Customers don't always see it that way, of course, and that's created a serious PR headache for businesses.
Wendy's last month ended up walking back comments about its dynamic pricing plans after consumers were outraged at the notion of a dinner rush making your burger more expensive.
"Wendy's will not implement surge pricing" a spokesperson said at the time. "It was never our plan to raise prices when customers are visiting us the most."
JetBlue this week formally rolled out dynamic pricing for checked bags, which will now run you $35 to $50 depending on when you're flying, my colleague Jordan Valinsky writes. But the change appears to have been implemented for some fliers before the announcement, and of course, people were angry about it.
Meanwhile, Amazon famously uses real-time data to adjust prices every few minutes and no one seems too upset by it.
So why does surge pricing feel like such a scam?
One idea: We're tired. Even though inflation has cooled, prices remain high, and that is at least partly because corporations are keeping prices elevated. (Also, suddenly we have to tip everywhere, for everything, and of course we feel bad if we don't because we know service workers are underpaid and they also have to eat so what's a couple of bucks on top of your lunch order if it means this 19-year-old college student with loan debt gets a little extra cash at the end of the day but also wow you did just pay $24 for a salad, girl, you gotta start meal-prepping on Sundays.)
But is dynamic pricing inherently unfair?
Probably not, at least according to Marco Bertini, a professor of marketing at Esade business school in Barcelona.
"What becomes unfair is if there is a perception or a reality of profiteering," Bertini told me. "In and of itself, the idea is not bad. And in fact, we've been doing it for centuries — it's that we do a lot more of it now."
To be clear, it's reasonable to be suspicious of dynamic pricing, especially if it's coming from a company that's well known to obfuscate or tuck unflattering updates into the fine print. Like, I dunno, an airline. Or a bank.
And it's also reasonable to be suspicious of buzzy new AI tech getting jammed into every facet of our lives.
Bertini, who advises companies on dynamic pricing models, says the problem is how badly some businesses bungle the rollout.
"The thing that always surprises me … is how badly they frame it," he said. He advocates for transparency. You have to explain to customers that dynamic pricing means that, over the long run, they're getting something out of it too.
"Yes, you are increasing your margins from certain parts of the customer base, but you're also decreasing prices on other parts of the customer base, which brings in more customers."

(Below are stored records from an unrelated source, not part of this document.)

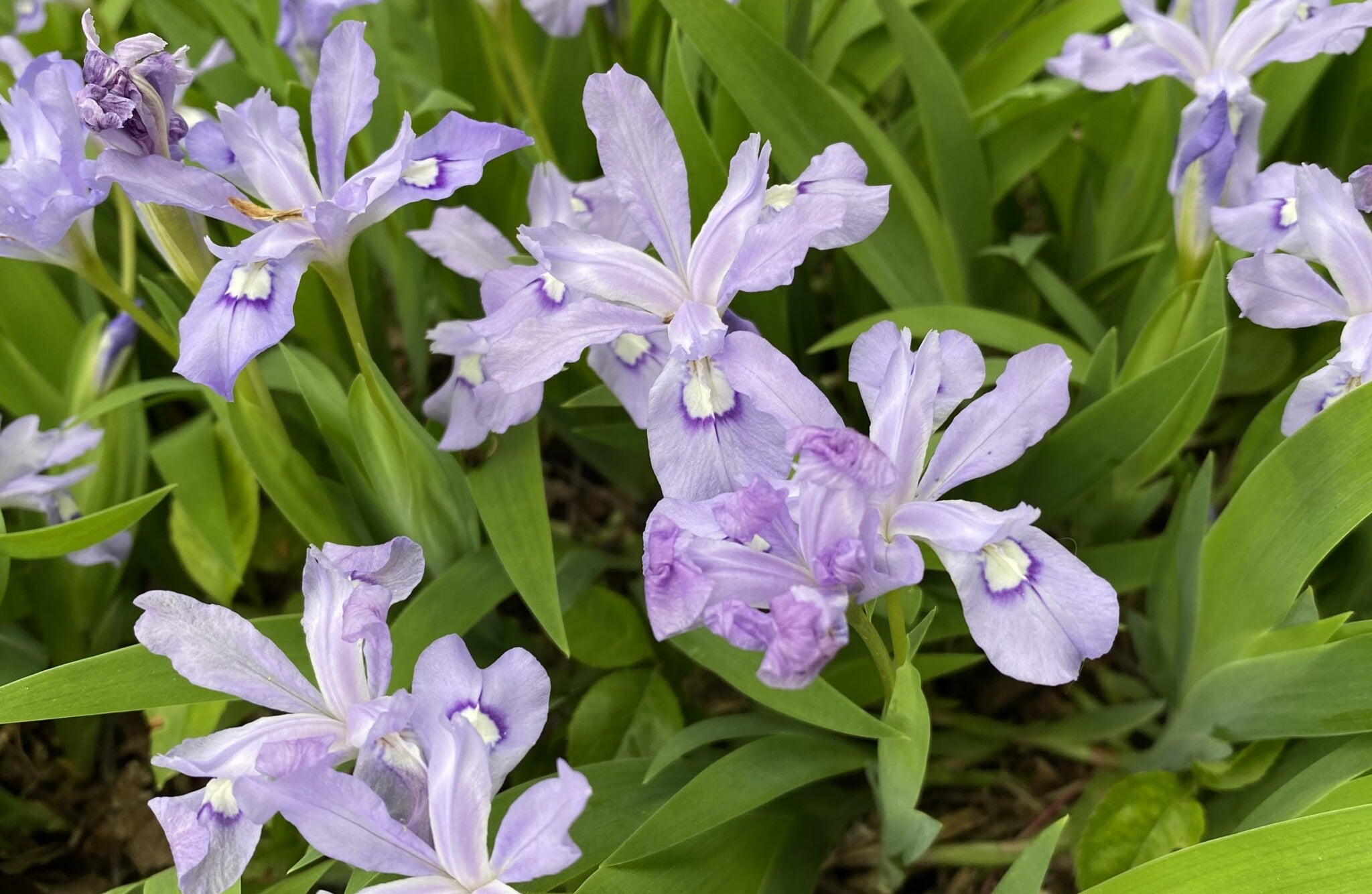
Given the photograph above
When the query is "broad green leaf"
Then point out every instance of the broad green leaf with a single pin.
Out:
(957, 165)
(1246, 767)
(1022, 54)
(1107, 436)
(1300, 501)
(991, 328)
(717, 730)
(87, 530)
(452, 603)
(1030, 869)
(906, 831)
(214, 511)
(624, 714)
(910, 253)
(742, 780)
(1322, 853)
(509, 495)
(129, 679)
(620, 802)
(1140, 818)
(139, 392)
(818, 704)
(607, 631)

It's tempting to think static, or at least steady, prices are the only fair way to go, but playing that out yields even more problems.
Take commercial aviation.
"Because it's such a cutthroat industry, very tight margins, if you didn't have the ability to vary prices by people's willingness to pay, there just would not be airlines," Bertini said. "Now, have they taken this overboard? Most likely. But without some level of dynamism, you wouldn't have an airline."